Germany is trying to mitigate market turmoil from the UK leaving the EU without a deal by giving British financial firms a chance to continue operations in the country and making relocation more viable.
As the bloc girds itself against potential fallout from the UK’s political crisis, chancellor Angela Merkel’s cabinet approved new rules that allow Bafin, Germany’s financial regulator, to set transition arrangements for UK banks, insurers, and other financial companies to the end of 2020.
Germany also sought to boost its appeal as a banking hub by loosening its rigid hire-and-fire laws for top dealmakers.
Germany urged British MPs to accept the deal that’s been agreed with the EU, as the only alternative is a disorderly exit.
The country’s export-led economy is particularly exposed to trade disruptions.
“We don’t have much time, but we do still have a little bit of time,” chancellor Merkel said in remarks to politicians in parliament in Berlin.
Under the draft legislation, Germany will let UK-based financial institutions continue EU passporting rights to then end of 2020. The extensions are to maintain existing contracts and will be granted by Bafin on a case-by-case basis.
In addition to possible disruptions for individual companies from a no-deal Brexit, “the mass ending of financial-market contracts, or their transfer to companies that have the required permits, could also lead to market turmoil and cause risks for financial-market stability”, the draft legislation says.
Germany is also easing job- security rules for senior financial executives at large, system-relevant firms.
For managers with a base salary of more than €234,000 in western Germany, employers no longer have to legally justify the grounds for a termination.
“It will thereby be easier for these institutions to separate from their managers to avert risk for the overall financial system,” according to the finance ministry.
Meanwhile, a decision about delaying the UK’s exit beyond the scheduled March 29 date — nor of publishing formal or legal assurances to the prime minister over the backstop issue — can be made until January, EU diplomats said.
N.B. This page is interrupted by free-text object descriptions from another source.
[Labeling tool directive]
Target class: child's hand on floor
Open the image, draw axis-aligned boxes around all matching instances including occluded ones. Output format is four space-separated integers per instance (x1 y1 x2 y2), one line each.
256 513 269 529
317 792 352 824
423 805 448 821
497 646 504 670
An emergency summit might need to be called in the new year to do that, one said.
The EU has long thought that keeping Theresa May in her post was the best chance of getting the Brexit deal approved and preventing a disorderly exit by the UK. However, officials in Brussels and national capitals believe they have gone as far as they can and are wary of interfering in domestic politics at such a sensitive time.
One senior diplomat said the EU considered UK politics an “absurd drama” and patience was wearing thin.
With huge opposition to the transition agreement among UK MPs, the EU says it’s open to providing some additional language but won’t unpick the draft treaty.
“We do not have any intention of changing the exit agreement,” Merkel said in parliament in Berlin.
May was due to join the other EU leaders for a summit in Brussels starting later today.
EU leaders plan only a limited response this week. They will issue a statement following their discussion which might provide help to get the withdrawal agreement eventually passed in the UK parliament but European diplomats acknowledge privately that any steps they take are unlikely to be enough to win over UK MPs.
They say that contingency planning for a no-deal outcome is now well under way.
“As time is running out, we will also discuss the state of preparations for a no-deal scenario,” European Council president Donald Tusk said in a letter to leaders ahead of the summit.
While the EU is open to providing fresh assurances over the backstop agreement that aims to prevent a hard border in Ireland, they won’t reopen negotiations on the substance of the deal. And they won’t make the backstop temporary.